The effects on premiums are one of the more confusing parts of the CBO score. Yes, the average premium would go up before 2020 and then would fall after that—but the important thing to keep in mind is that the average premium is not necessarily a good measure of what's happening to any particular person. A lot of what's happening with that decline in the average premium after 2020 is that CBO thinks many more young people will come into the market, and many older people will leave the market.
The older people are leaving the market because they can't afford insurance anymore?
Right. Because the subsidies under this structure will be less generous to older people and the limits on how different insurers are allowed to set their prices for older and younger people will be less constraining. There will be very large premium increases for older people, particularly after taking into account [less generous] subsidies, so you have a change in the types of people in the market. A very rough calculation that I did is that once you account for how the actuarial value—which is to say the generosity of a plan—is changing, premiums are actually rising for pretty much everyone age 40 and up, and only falling for people 40 below.
There's going to be a lot of focus on the number of people who will be covered, but also plans will tend to get less generous as a result of this bill too, right?
There are two main reasons for that. One is that for people below 250 percent of the poverty level right now, there are what are called "cost-sharing reductions," subsidies from the federal government that cover a portion of people's cost sharing. For lower-income people, those are going to go away, and as a result, their costs are going to increase. The other thing that CBO thinks is going to happen is that because of changes to how individual market plans would be regulated, insurers would decide to only offer less generous plans or charge higher premiums for generous plans. The combination of those two things is that out-of-pocket costs would rise.
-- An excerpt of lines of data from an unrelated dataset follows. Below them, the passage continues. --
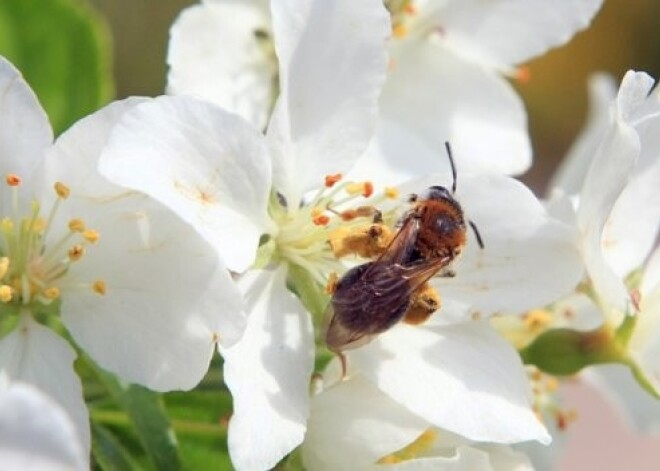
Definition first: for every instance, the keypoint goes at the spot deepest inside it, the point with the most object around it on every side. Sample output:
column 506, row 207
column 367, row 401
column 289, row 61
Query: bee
column 372, row 297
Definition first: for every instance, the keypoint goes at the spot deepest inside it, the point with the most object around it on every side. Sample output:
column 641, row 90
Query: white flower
column 109, row 260
column 36, row 433
column 618, row 206
column 353, row 425
column 444, row 80
column 262, row 198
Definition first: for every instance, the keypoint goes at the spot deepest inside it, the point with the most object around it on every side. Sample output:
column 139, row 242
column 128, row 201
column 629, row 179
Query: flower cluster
column 226, row 213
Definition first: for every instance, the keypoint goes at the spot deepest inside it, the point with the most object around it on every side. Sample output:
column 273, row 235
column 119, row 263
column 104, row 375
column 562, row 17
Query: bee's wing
column 403, row 243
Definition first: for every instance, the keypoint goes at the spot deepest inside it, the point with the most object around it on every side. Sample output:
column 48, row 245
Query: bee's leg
column 424, row 303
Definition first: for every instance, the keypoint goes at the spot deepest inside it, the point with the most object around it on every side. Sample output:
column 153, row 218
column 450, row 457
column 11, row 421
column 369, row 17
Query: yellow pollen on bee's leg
column 91, row 235
column 13, row 180
column 62, row 190
column 6, row 293
column 99, row 287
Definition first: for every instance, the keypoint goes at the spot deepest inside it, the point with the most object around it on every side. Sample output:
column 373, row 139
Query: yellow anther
column 4, row 266
column 76, row 225
column 422, row 444
column 13, row 179
column 99, row 287
column 91, row 235
column 537, row 319
column 62, row 190
column 52, row 293
column 76, row 252
column 400, row 31
column 6, row 293
column 391, row 192
column 330, row 180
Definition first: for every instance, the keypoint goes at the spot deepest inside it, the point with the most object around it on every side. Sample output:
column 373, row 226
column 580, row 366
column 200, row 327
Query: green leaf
column 108, row 452
column 146, row 411
column 63, row 50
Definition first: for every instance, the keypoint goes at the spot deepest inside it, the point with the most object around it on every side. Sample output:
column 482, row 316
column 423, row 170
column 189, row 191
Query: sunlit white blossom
column 103, row 262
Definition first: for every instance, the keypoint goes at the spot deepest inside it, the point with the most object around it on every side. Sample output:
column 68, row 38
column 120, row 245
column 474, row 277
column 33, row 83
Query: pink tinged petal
column 608, row 175
column 208, row 166
column 24, row 128
column 222, row 51
column 36, row 433
column 268, row 373
column 332, row 66
column 168, row 296
column 443, row 98
column 353, row 424
column 502, row 33
column 464, row 378
column 35, row 355
column 573, row 169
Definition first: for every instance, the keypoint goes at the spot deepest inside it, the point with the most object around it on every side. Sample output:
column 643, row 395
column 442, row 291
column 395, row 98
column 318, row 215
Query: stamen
column 76, row 252
column 76, row 225
column 99, row 287
column 330, row 180
column 6, row 293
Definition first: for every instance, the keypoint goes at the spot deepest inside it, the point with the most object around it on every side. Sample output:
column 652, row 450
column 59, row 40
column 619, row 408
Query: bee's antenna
column 476, row 234
column 453, row 167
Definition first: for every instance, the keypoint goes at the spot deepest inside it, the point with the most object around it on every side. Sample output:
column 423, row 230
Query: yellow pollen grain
column 76, row 252
column 4, row 266
column 391, row 192
column 91, row 235
column 13, row 180
column 99, row 287
column 62, row 190
column 52, row 293
column 6, row 293
column 76, row 225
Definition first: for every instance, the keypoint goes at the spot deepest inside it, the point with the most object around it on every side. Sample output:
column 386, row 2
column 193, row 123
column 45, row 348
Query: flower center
column 32, row 266
column 339, row 220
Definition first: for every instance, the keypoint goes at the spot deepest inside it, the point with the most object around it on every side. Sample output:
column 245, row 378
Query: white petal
column 222, row 51
column 35, row 355
column 169, row 297
column 573, row 169
column 608, row 175
column 528, row 259
column 332, row 65
column 506, row 32
column 36, row 433
column 24, row 128
column 268, row 373
column 463, row 377
column 443, row 98
column 353, row 424
column 208, row 166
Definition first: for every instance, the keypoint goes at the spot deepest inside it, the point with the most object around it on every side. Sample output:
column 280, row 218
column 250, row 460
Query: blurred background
column 624, row 35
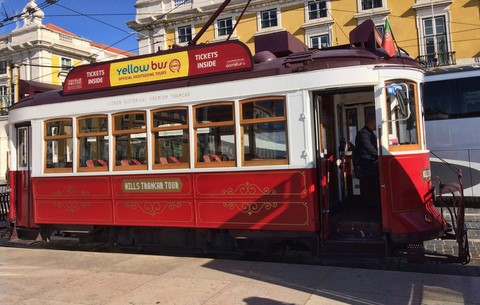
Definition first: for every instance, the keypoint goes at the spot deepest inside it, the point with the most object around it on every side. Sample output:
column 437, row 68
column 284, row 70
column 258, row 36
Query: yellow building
column 436, row 32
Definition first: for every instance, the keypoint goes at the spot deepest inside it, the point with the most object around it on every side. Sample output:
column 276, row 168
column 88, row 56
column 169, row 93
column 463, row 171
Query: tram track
column 293, row 256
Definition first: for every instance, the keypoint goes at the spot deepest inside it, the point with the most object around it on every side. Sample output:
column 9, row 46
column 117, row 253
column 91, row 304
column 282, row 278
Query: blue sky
column 106, row 22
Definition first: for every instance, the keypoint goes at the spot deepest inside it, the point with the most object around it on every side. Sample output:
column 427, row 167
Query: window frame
column 435, row 36
column 318, row 10
column 80, row 135
column 327, row 36
column 154, row 130
column 196, row 126
column 270, row 28
column 47, row 138
column 362, row 9
column 129, row 132
column 244, row 122
column 416, row 112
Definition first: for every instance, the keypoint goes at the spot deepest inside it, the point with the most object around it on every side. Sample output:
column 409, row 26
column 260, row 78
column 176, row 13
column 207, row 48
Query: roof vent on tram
column 279, row 44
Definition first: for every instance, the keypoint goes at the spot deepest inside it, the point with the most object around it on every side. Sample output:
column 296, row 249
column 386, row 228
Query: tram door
column 325, row 156
column 354, row 119
column 23, row 194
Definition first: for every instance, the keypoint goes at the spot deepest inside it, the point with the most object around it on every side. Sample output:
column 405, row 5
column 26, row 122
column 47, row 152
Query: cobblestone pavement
column 472, row 220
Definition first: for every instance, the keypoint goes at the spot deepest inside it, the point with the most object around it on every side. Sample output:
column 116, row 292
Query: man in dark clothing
column 366, row 146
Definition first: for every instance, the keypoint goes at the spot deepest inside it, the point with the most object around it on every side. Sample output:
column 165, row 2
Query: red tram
column 208, row 147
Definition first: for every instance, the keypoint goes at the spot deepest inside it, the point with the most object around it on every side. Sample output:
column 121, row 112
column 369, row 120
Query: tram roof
column 290, row 58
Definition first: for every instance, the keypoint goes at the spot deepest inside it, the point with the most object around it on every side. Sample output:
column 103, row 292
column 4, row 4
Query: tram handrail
column 456, row 210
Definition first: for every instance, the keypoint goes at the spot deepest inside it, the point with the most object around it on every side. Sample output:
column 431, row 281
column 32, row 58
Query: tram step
column 361, row 230
column 349, row 247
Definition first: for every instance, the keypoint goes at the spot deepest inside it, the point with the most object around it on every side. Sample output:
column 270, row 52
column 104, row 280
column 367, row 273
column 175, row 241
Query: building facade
column 436, row 32
column 36, row 57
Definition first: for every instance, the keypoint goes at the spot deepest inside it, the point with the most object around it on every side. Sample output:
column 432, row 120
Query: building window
column 435, row 35
column 170, row 138
column 380, row 29
column 317, row 9
column 58, row 145
column 130, row 136
column 264, row 131
column 320, row 42
column 215, row 135
column 268, row 19
column 224, row 26
column 3, row 67
column 92, row 137
column 66, row 63
column 184, row 34
column 369, row 4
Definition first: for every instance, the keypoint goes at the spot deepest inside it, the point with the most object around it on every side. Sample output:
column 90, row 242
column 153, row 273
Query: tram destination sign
column 160, row 185
column 224, row 57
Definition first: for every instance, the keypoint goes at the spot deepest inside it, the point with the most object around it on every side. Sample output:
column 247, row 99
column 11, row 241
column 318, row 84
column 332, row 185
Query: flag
column 387, row 42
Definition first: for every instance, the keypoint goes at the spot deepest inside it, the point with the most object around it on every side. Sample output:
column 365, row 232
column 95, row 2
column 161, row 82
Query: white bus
column 452, row 115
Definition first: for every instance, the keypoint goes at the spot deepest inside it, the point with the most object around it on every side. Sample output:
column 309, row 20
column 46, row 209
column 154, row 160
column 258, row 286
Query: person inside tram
column 366, row 146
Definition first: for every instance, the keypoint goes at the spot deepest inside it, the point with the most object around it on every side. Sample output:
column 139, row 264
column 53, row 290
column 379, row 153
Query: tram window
column 170, row 138
column 215, row 135
column 58, row 145
column 264, row 131
column 92, row 134
column 130, row 146
column 402, row 116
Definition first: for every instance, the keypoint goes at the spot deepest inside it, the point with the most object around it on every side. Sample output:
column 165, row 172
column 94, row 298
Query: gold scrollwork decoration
column 152, row 208
column 251, row 208
column 70, row 190
column 72, row 207
column 249, row 189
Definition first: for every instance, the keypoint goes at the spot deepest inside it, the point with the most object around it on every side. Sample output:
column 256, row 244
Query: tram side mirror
column 400, row 93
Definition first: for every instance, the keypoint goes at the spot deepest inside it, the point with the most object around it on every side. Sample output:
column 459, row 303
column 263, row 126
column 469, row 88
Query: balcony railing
column 181, row 2
column 437, row 59
column 6, row 101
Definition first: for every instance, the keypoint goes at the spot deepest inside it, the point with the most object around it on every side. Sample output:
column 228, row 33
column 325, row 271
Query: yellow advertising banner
column 161, row 67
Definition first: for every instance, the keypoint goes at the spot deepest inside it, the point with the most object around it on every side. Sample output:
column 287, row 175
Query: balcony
column 181, row 2
column 437, row 59
column 6, row 100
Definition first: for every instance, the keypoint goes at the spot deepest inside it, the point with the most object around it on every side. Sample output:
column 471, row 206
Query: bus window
column 215, row 135
column 92, row 134
column 58, row 145
column 264, row 131
column 170, row 138
column 402, row 117
column 130, row 136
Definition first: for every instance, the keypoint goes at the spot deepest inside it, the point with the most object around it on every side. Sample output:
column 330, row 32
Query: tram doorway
column 22, row 191
column 340, row 115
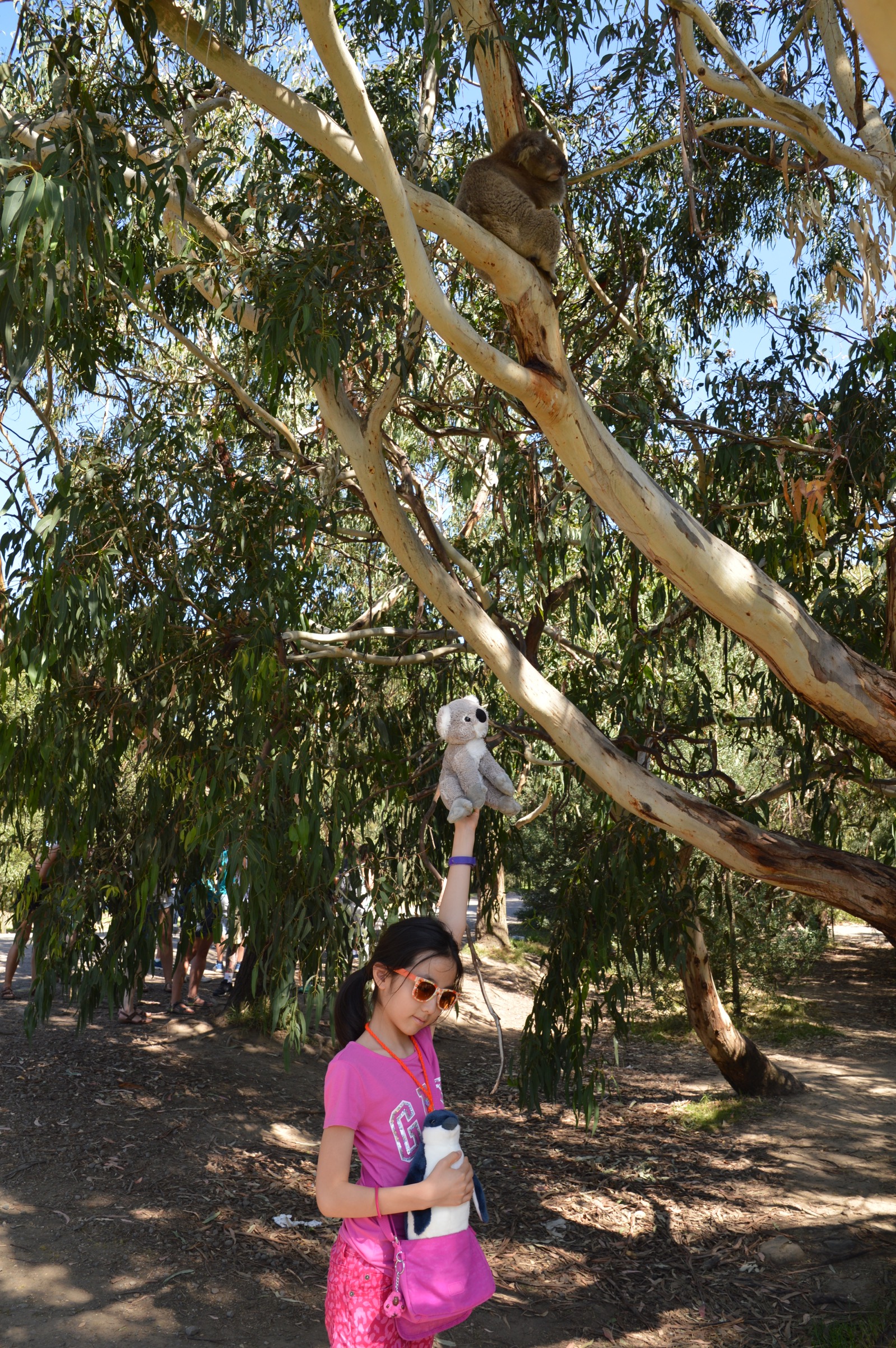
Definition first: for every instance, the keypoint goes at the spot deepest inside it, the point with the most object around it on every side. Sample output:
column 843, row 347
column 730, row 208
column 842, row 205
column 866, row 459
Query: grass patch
column 709, row 1113
column 871, row 1331
column 779, row 1020
column 771, row 1018
column 663, row 1028
column 521, row 952
column 252, row 1015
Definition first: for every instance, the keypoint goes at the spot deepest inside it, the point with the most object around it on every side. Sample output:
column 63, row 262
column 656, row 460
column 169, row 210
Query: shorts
column 355, row 1296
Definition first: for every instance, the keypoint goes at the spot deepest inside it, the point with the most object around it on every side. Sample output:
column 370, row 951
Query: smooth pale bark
column 502, row 87
column 750, row 89
column 740, row 1061
column 875, row 22
column 853, row 884
column 848, row 691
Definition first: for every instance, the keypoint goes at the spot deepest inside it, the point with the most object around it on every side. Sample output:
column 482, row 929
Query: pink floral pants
column 355, row 1296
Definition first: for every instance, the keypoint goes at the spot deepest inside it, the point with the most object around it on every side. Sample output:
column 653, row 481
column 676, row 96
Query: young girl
column 377, row 1095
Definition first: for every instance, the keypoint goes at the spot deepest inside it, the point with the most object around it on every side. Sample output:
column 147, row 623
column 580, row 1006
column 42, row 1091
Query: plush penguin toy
column 441, row 1137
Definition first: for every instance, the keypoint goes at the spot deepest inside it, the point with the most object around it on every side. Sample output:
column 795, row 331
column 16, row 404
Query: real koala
column 471, row 778
column 508, row 193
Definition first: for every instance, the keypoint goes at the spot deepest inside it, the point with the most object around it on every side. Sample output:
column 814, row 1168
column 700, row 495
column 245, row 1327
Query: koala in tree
column 471, row 778
column 508, row 193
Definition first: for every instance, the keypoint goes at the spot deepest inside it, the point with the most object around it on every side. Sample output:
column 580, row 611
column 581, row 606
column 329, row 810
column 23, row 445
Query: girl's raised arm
column 456, row 894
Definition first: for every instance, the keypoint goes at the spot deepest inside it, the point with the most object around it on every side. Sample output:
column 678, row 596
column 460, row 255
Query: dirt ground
column 141, row 1170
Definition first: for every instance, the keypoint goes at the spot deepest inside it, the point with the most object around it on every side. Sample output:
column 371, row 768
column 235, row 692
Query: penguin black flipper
column 415, row 1174
column 479, row 1200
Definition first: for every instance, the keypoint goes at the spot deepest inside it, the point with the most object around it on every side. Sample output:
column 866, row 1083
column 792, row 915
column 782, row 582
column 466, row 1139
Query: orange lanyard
column 426, row 1088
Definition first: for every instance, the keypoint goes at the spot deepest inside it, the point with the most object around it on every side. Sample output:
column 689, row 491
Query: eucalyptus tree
column 331, row 489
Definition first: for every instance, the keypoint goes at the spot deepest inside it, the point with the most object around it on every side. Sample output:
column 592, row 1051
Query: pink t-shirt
column 370, row 1093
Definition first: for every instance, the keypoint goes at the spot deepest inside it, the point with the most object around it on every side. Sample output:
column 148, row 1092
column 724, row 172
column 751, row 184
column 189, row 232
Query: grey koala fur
column 508, row 193
column 471, row 778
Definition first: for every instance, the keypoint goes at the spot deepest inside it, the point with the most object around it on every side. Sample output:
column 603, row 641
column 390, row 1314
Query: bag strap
column 394, row 1303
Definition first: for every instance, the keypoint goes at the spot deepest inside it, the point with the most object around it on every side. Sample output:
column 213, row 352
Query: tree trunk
column 875, row 22
column 494, row 922
column 855, row 884
column 890, row 631
column 741, row 1063
column 847, row 689
column 243, row 982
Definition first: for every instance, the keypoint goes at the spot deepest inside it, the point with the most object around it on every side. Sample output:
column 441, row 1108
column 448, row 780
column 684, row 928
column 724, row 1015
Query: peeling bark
column 875, row 22
column 849, row 882
column 741, row 1063
column 890, row 633
column 847, row 689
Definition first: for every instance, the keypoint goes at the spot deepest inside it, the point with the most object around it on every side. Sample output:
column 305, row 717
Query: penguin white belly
column 444, row 1222
column 441, row 1138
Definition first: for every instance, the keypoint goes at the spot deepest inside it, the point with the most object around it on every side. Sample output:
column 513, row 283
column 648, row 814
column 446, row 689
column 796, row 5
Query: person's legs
column 166, row 947
column 177, row 979
column 128, row 1011
column 197, row 965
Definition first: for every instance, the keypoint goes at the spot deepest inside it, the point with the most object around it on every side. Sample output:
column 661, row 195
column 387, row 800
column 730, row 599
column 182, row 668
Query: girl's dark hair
column 401, row 947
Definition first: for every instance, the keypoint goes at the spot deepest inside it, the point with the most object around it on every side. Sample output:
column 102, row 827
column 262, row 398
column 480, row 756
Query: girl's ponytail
column 349, row 1008
column 399, row 947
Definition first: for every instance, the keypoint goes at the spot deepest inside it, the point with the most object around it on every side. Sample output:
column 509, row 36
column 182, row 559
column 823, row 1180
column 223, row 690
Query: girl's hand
column 465, row 831
column 449, row 1188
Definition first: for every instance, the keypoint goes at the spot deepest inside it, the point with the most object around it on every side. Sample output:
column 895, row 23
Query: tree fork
column 847, row 689
column 741, row 1063
column 855, row 884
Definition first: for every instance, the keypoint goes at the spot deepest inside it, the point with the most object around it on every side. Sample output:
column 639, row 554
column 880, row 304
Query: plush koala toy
column 471, row 778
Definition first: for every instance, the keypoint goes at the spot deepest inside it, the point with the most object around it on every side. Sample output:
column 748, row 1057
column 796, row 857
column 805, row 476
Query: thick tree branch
column 847, row 689
column 851, row 882
column 875, row 22
column 747, row 87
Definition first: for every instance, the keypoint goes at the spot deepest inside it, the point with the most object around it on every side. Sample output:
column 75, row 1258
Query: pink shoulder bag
column 437, row 1282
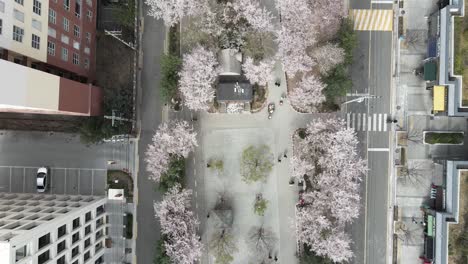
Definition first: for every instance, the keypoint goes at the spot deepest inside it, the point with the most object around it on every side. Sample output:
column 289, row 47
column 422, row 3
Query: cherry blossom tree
column 172, row 11
column 327, row 15
column 328, row 56
column 258, row 18
column 293, row 37
column 307, row 94
column 179, row 224
column 333, row 198
column 258, row 72
column 175, row 138
column 197, row 77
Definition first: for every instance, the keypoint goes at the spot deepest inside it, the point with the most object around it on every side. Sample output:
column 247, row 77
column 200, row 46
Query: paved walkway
column 284, row 122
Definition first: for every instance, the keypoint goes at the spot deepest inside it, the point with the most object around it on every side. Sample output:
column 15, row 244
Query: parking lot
column 75, row 181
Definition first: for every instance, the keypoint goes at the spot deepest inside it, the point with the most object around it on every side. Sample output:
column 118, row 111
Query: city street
column 372, row 75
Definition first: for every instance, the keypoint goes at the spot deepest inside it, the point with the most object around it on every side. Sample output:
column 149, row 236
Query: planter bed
column 443, row 138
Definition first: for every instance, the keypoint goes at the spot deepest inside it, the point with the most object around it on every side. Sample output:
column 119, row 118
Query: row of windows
column 18, row 34
column 37, row 5
column 66, row 23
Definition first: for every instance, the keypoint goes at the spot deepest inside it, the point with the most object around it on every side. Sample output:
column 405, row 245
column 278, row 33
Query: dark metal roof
column 234, row 89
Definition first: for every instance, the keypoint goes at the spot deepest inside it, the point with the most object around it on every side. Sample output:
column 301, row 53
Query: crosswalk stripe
column 374, row 122
column 348, row 118
column 380, row 122
column 385, row 122
column 353, row 120
column 372, row 19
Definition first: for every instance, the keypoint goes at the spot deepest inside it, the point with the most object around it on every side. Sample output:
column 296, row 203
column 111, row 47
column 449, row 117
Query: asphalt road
column 149, row 118
column 372, row 74
column 75, row 168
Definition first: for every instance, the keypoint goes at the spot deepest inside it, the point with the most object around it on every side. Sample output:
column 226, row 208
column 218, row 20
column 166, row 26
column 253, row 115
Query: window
column 18, row 34
column 52, row 32
column 37, row 7
column 18, row 15
column 66, row 24
column 76, row 223
column 88, row 37
column 75, row 251
column 76, row 31
column 44, row 241
column 87, row 217
column 52, row 16
column 64, row 39
column 87, row 243
column 35, row 41
column 43, row 258
column 78, row 8
column 66, row 5
column 21, row 253
column 87, row 230
column 61, row 260
column 61, row 246
column 86, row 256
column 37, row 24
column 64, row 54
column 76, row 236
column 76, row 59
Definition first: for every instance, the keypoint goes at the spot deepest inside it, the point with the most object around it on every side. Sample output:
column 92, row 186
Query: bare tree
column 261, row 240
column 415, row 38
column 412, row 174
column 223, row 245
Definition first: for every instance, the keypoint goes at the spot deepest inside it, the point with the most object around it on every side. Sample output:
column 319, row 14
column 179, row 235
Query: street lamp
column 361, row 99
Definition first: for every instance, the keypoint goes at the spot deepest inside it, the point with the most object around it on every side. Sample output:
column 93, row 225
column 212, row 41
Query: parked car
column 42, row 179
column 271, row 109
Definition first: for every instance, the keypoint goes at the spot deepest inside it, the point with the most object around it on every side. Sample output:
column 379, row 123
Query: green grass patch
column 443, row 138
column 117, row 179
column 129, row 226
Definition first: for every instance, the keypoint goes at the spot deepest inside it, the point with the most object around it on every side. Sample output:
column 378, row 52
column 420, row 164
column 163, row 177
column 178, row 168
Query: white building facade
column 51, row 229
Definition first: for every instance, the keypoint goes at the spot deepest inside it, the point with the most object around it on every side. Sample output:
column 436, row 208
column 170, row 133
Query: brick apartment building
column 53, row 41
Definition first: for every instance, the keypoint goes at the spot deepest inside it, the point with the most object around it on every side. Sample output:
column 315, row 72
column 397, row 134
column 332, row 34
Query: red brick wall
column 85, row 25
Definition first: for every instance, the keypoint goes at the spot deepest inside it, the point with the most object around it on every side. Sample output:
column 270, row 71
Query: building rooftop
column 234, row 89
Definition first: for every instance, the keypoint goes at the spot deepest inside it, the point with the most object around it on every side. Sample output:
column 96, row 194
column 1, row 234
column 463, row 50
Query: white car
column 42, row 180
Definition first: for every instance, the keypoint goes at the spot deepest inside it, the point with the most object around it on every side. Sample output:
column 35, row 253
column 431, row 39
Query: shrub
column 170, row 67
column 174, row 174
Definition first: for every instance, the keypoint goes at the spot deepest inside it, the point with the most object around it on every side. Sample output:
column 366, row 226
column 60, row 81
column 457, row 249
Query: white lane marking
column 385, row 122
column 348, row 120
column 364, row 119
column 374, row 122
column 10, row 179
column 353, row 120
column 377, row 149
column 53, row 168
column 382, row 2
column 380, row 122
column 92, row 182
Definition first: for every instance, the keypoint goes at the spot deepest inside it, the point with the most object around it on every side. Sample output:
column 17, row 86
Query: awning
column 430, row 71
column 439, row 98
column 430, row 225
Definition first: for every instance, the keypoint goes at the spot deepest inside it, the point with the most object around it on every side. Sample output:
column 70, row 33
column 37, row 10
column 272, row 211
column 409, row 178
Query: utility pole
column 361, row 98
column 116, row 34
column 113, row 117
So people would be paying more overall and getting less care?
I think that's right. Particularly at the lower end of the income spectrum.
It sounds like this bill is going to be an incredibly hard sell politically. How do you convince the public that this is a good idea?
I'm an economist, not a political strategist, but speaking as an economist, this is a bill that is going to lead to significantly greater hardship—particularly for low- and moderate-income people—substantially greater insecurity and substantially increased fiscal burdens on state governments. From a policy perspective, it would be a step in the wrong direction.
A lot of critics of this bill from the left are focused on the idea that as a result of these coverage losses, people will die. The CBO doesn't talk about the number of deaths that will result, but is that something that anyone could calculate?
I think we do have evidence that having health insurance coverage reduces the risk of death. One could do certain back-of-the-envelope calculations on the basis of those estimates. I think you want to be careful in making sure you're matching the estimates you're using to the type of population that's affected here. But I think on the basis of the evidence here, it would be reasonable to assume that mortality would be higher.